The Chicago Cubs will look to put the finishing touches on a successful homestand Wednesday afternoon when they play the decisive contest of a three-game series against the visiting Minnesota Twins.
Chicago captured three of the four games from the National League Central rival St. Louis Cardinals before avenging a series-opening loss to the Twins with a 7-3 victory on Tuesday. Isaac Paredes homered to highlight his second four-RBI performance of the season, and Dansby Swanson had an RBI triple as part of a three-hit effort for the Cubs.
“I feel really good,” Paredes said through an interpreter. “Honestly, I was looking for a game like that to gain confidence.”
Paredes was in need of a confidence boost after being mired in a 3-for-27 rut since he was acquired from the Tampa Bay Rays on July 28.
“I wanted to do too much,” Paredes said. “I wanted to impress my teammates. … Day by day, I’m preparing myself mentally to give it my best and always give it my 100 percent and for the results to come on their own.
“I’m trying to be myself, the same player that I was before I got on this bad streak I was on. … Today I feel a little bit more calm and the teammates have shown me a lot of support and are pushing me to be myself as a player.”
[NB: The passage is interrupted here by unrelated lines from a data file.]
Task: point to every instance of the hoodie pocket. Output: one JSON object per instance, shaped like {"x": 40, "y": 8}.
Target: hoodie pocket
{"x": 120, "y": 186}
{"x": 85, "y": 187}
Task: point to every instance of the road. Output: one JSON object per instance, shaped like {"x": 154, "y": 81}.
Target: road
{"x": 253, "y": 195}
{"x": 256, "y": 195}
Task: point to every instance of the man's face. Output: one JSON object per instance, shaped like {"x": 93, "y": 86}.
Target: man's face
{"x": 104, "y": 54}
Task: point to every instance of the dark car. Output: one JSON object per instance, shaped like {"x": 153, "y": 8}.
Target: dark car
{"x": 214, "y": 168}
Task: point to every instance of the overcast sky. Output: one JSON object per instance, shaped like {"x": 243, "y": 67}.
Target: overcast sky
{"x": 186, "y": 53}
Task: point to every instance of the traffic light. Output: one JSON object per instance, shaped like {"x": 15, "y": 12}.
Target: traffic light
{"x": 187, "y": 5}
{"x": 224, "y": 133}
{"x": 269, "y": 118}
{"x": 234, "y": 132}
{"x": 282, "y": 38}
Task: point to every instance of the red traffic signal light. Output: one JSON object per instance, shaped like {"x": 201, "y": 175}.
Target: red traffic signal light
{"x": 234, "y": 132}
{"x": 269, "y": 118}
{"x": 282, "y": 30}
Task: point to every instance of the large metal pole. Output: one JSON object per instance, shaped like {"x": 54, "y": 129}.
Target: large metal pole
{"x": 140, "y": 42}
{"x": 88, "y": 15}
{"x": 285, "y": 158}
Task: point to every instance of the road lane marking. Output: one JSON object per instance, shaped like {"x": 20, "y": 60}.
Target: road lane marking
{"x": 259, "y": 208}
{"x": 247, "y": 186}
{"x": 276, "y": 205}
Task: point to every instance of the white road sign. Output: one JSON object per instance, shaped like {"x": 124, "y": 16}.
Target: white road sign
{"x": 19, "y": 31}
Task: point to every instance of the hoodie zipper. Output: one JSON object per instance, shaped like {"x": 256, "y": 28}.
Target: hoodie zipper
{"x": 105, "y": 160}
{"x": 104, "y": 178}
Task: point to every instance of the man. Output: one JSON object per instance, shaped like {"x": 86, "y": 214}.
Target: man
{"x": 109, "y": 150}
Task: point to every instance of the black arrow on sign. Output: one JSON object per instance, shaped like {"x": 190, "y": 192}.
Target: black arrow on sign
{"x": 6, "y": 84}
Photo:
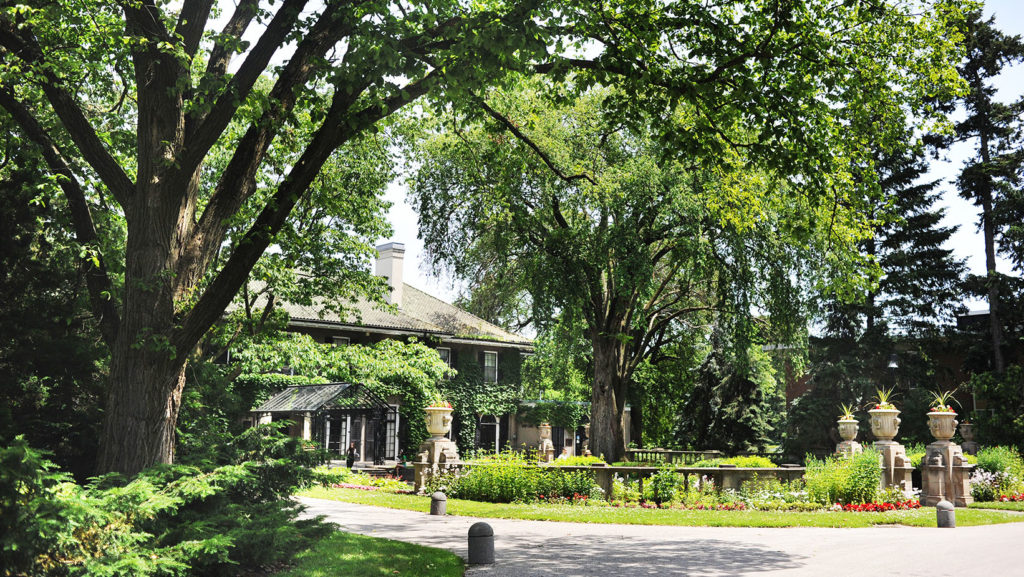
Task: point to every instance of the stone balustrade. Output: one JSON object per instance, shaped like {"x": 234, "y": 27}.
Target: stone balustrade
{"x": 666, "y": 455}
{"x": 723, "y": 477}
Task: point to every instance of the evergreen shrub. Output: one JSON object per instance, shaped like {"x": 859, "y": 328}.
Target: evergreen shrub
{"x": 853, "y": 480}
{"x": 169, "y": 520}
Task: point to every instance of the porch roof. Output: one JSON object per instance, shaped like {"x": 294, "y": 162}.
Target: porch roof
{"x": 313, "y": 398}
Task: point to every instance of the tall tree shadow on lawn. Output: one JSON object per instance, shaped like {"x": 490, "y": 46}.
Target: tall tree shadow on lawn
{"x": 606, "y": 557}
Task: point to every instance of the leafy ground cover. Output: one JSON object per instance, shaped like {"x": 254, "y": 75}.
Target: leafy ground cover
{"x": 358, "y": 555}
{"x": 597, "y": 512}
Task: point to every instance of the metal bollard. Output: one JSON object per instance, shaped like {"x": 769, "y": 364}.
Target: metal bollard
{"x": 481, "y": 544}
{"x": 438, "y": 503}
{"x": 945, "y": 516}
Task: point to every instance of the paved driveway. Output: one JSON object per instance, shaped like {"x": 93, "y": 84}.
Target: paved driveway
{"x": 548, "y": 548}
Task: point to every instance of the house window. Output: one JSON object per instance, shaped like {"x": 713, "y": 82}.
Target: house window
{"x": 489, "y": 366}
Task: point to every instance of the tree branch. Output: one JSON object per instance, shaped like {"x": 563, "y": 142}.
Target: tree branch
{"x": 96, "y": 278}
{"x": 213, "y": 124}
{"x": 237, "y": 182}
{"x": 334, "y": 131}
{"x": 192, "y": 23}
{"x": 222, "y": 52}
{"x": 529, "y": 142}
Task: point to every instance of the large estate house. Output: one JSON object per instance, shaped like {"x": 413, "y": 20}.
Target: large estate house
{"x": 338, "y": 414}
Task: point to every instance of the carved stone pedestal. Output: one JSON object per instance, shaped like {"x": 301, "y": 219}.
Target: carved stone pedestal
{"x": 896, "y": 466}
{"x": 848, "y": 430}
{"x": 546, "y": 449}
{"x": 969, "y": 445}
{"x": 435, "y": 455}
{"x": 847, "y": 448}
{"x": 945, "y": 475}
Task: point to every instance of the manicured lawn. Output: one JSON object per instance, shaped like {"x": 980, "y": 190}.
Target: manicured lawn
{"x": 600, "y": 513}
{"x": 1009, "y": 505}
{"x": 358, "y": 555}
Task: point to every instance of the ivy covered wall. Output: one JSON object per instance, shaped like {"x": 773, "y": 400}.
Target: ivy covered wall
{"x": 471, "y": 397}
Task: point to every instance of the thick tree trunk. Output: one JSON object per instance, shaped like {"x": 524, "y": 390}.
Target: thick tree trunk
{"x": 988, "y": 230}
{"x": 146, "y": 372}
{"x": 142, "y": 405}
{"x": 608, "y": 400}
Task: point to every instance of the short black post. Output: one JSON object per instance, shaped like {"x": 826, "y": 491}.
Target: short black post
{"x": 945, "y": 514}
{"x": 481, "y": 544}
{"x": 438, "y": 503}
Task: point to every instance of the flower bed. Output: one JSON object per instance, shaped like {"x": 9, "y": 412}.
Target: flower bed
{"x": 680, "y": 506}
{"x": 878, "y": 506}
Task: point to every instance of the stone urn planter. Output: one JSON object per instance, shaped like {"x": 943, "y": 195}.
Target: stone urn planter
{"x": 438, "y": 421}
{"x": 885, "y": 423}
{"x": 942, "y": 424}
{"x": 848, "y": 428}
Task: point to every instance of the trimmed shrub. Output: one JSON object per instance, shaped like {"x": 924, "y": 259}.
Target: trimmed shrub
{"x": 170, "y": 520}
{"x": 853, "y": 480}
{"x": 507, "y": 478}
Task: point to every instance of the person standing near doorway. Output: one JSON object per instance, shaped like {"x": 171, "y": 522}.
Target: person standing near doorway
{"x": 351, "y": 455}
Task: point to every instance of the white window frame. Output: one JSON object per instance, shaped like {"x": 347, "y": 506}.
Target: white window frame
{"x": 485, "y": 354}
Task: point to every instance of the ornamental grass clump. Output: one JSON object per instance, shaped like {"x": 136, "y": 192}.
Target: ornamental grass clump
{"x": 500, "y": 481}
{"x": 664, "y": 485}
{"x": 847, "y": 480}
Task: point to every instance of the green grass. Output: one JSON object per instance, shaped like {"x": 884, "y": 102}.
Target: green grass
{"x": 600, "y": 513}
{"x": 1009, "y": 505}
{"x": 358, "y": 555}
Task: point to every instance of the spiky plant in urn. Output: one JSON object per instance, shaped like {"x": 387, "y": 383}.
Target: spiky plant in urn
{"x": 885, "y": 415}
{"x": 438, "y": 418}
{"x": 941, "y": 416}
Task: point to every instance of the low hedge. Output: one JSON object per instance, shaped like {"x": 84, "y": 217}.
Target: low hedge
{"x": 509, "y": 478}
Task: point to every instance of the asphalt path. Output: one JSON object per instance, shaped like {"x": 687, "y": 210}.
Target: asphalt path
{"x": 550, "y": 548}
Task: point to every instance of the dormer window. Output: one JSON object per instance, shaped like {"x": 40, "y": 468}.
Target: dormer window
{"x": 489, "y": 366}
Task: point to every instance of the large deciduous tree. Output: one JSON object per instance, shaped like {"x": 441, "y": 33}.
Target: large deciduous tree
{"x": 126, "y": 101}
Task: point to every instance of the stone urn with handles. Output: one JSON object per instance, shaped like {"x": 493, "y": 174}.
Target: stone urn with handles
{"x": 438, "y": 421}
{"x": 546, "y": 449}
{"x": 942, "y": 424}
{"x": 848, "y": 429}
{"x": 885, "y": 423}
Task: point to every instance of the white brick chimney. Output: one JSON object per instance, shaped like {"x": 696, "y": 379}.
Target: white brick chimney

Royce Lewis launched a two-run homer and Christian Vazquez also went deep on Tuesday for the Twins, who mustered just three hits as their five-game winning streak ended. A night earlier, the Twins opened the series with a 3-0 victory.
“It was the opposite,” Twins manager Rocco Baldelli said of the Tuesday game. “We didn’t play good enough fundamentally.”
The Cubs will turn to Javier Assad (5-3, 3.19 ERA) to start the series finale against Minnesota’s Joe Ryan (7-7, 3.59) in a battle of right-handers.
Assad tossed 97 pitches and left after four innings in a no-decision against the Cardinals on Friday. He allowed one run on four hits, walked three and struck out three.
Assad, 27, will face the Twins for the first time in his career. He is 4-0 with a 2.70 ERA in 14 career interleague appearances (eight starts), however.
Ryan snapped a three-start winless drought with a strong performance against the Chicago White Sox on Friday. He permitted two runs on three hits and three walks while striking out seven in 6 1/3 innings during a 10-2 victory.
Ryan has been downright consistent by pitching at least five innings in 25 consecutive starts dating back to last season.
“I think it’s a nice, real step for a Joe Ryan at this point in his career to sit here and say, ‘We expect him to go out and pitch like that,'” Baldelli said. “I wouldn’t say that unless it was the case. It is the case. He’s doing his job and then some right now.”
Ryan, 28, is 2-1 with a 2.81 ERA in three career starts against the Cubs. He struck out 26 batters in 16 innings during those outings.